Yaşamın tadını yalnız deliler bilir.” dedim.
“İçim altüst oldu ve dehşet içinde bir şiddete tutuldum. Ta içimden geliyordu, işte en kötüsü de budur. Dışarıdan, kıçınıza tekmeler inince kaçabilirsiniz. Ama böyle bir şey içerden geldi mi kaçmak olanaksızdır. Böyle bir şeye yakalandım mı gitmek, bir daha hiçbir zaman hiçbir yere dönmemek isterim. Sanki biri oturuverir içime. Çığlıklar atmaya, kendimi yerden yere vurmaya başlarım, dışarı çıkabilmek için başımı çarpar dururum ama beceremem, bacakları olan bir şey değildir bu, insanın hiçbir zaman bacakları olmaz içinde. Bundan söz etmek bana iyi geliyor ha, biraz dışarı çıkar gibi oluyor. Ne demek istediği mi çakıyor musunuz?”
Şimdi sana kayalardan süt misali akan su, şimdi sana zeytin ekmek, şimdi saçlarına kır çiçekleri. Gönlüne gökyüzü.
Seni seven için yaşamak kadar güzelsin. Sevdiğin için cennettir kalbin.
Gönlüne sözüm olmaz. Sevmek, söylemek, sarılmak da gönlünün dilidir. Söylersin veya söylemezsin.
Ve gülümseyerek ve sevgiyle: Yüzüne gölge, gönlüne hüzün düşürürsem, seni sevemediğimi düşünür ve susarım.
Sana yazarken mutluyum, bunu biliyorum ve yaşıyorum.
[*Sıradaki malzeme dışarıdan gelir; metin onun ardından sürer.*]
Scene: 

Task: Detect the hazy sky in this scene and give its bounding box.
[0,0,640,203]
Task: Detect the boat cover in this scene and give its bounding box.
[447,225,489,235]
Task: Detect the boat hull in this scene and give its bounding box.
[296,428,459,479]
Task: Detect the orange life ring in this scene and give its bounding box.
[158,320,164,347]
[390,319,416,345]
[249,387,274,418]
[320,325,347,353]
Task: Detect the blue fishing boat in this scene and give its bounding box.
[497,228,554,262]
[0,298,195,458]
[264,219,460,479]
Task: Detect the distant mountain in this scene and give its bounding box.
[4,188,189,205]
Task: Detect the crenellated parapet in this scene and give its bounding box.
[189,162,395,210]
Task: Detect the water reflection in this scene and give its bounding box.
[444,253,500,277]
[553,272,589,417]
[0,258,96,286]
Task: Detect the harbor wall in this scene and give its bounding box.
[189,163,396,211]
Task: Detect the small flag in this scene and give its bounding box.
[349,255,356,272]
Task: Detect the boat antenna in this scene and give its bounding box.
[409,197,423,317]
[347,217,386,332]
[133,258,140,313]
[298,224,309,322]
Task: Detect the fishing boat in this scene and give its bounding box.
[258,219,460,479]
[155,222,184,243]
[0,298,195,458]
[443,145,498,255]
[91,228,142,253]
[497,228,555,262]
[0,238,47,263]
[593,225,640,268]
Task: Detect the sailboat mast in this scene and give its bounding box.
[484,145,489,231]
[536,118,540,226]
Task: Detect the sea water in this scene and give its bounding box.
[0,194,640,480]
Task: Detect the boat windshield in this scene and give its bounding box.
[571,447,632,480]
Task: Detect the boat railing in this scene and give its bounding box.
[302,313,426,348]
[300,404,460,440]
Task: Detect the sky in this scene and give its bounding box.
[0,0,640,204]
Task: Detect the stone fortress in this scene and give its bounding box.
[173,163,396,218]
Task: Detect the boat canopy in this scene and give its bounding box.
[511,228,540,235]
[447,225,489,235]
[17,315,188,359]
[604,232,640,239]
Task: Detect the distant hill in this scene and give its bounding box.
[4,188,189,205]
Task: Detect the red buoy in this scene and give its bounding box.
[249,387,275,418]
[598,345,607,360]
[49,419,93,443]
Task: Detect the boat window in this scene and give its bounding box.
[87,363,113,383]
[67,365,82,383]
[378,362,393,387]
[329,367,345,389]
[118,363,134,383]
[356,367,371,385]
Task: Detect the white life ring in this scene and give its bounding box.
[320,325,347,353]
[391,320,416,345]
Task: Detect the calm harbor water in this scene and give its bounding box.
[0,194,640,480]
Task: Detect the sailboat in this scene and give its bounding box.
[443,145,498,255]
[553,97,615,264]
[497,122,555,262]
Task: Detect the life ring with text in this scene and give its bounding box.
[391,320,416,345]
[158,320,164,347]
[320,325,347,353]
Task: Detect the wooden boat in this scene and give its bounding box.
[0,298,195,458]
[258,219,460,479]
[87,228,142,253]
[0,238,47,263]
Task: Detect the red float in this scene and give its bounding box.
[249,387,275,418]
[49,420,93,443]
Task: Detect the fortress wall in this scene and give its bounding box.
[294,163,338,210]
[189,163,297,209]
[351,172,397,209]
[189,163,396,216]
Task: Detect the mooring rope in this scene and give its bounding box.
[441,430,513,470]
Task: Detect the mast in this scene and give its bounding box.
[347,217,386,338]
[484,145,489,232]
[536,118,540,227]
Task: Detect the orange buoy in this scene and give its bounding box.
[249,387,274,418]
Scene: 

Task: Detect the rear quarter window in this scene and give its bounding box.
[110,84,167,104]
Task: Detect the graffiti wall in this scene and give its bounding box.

Hem söylemenin hem susmanın kapısıdır sevmek. Ve kalbimiz sığmaz olur göğüs kafesimize.
Korkarız, dalar gider ve gülümseriz. Mutluluk acı verir gibidir. Kalbimizin atışı normalleşsin diye yalnızca sarılıp susmak isteriz.
Şöyle söyleyeyim: Seni tanıdığımda güzeldin ve gün geçtikçe güzelliğin artıyor.
Ahh, içten içe saklambaç oynar, bizi bulanda o olsun isteriz. Hem saklanır, hem yakalanmak isteriz. Hayata karşı büyür ancak severken çocuklaşırız.
İnsanın hüznü gibi mutluluğu da her zaman en çok gözlerinin içindedir. Şuan gözlerine bakmak isterdim.
Gülümseyip mutlu olduğunu düşlediğimde: “Bembeyaz kuşlar, alkış tutarcasına, kanat çırpıyorlar.”
İnsanların çokları, korkuları tarafından mağaralara, kötü masalılara, öcülere, ihanetlere, çöllere, paraya, aynalara, evlere, makama, rütbelere, hırslarına, merhametsizliğe, ucuzluğa, gevezeliğe, acılara kaçırılmıştır. Gerçek manada sevmek, bütün bunlardan uzak olduğu içindir ki serap gibi ve gerçek özgürlüktür.
Sevmek, tutsak bir kuşa benzeyen ruhumuzu kafesten salıvermeye benziyor. Uçuyoruz ve şaşkınız.
Sevildikçe içimizdeki boşluklar dolar ve yeni boşluklara gebedir yaşamak.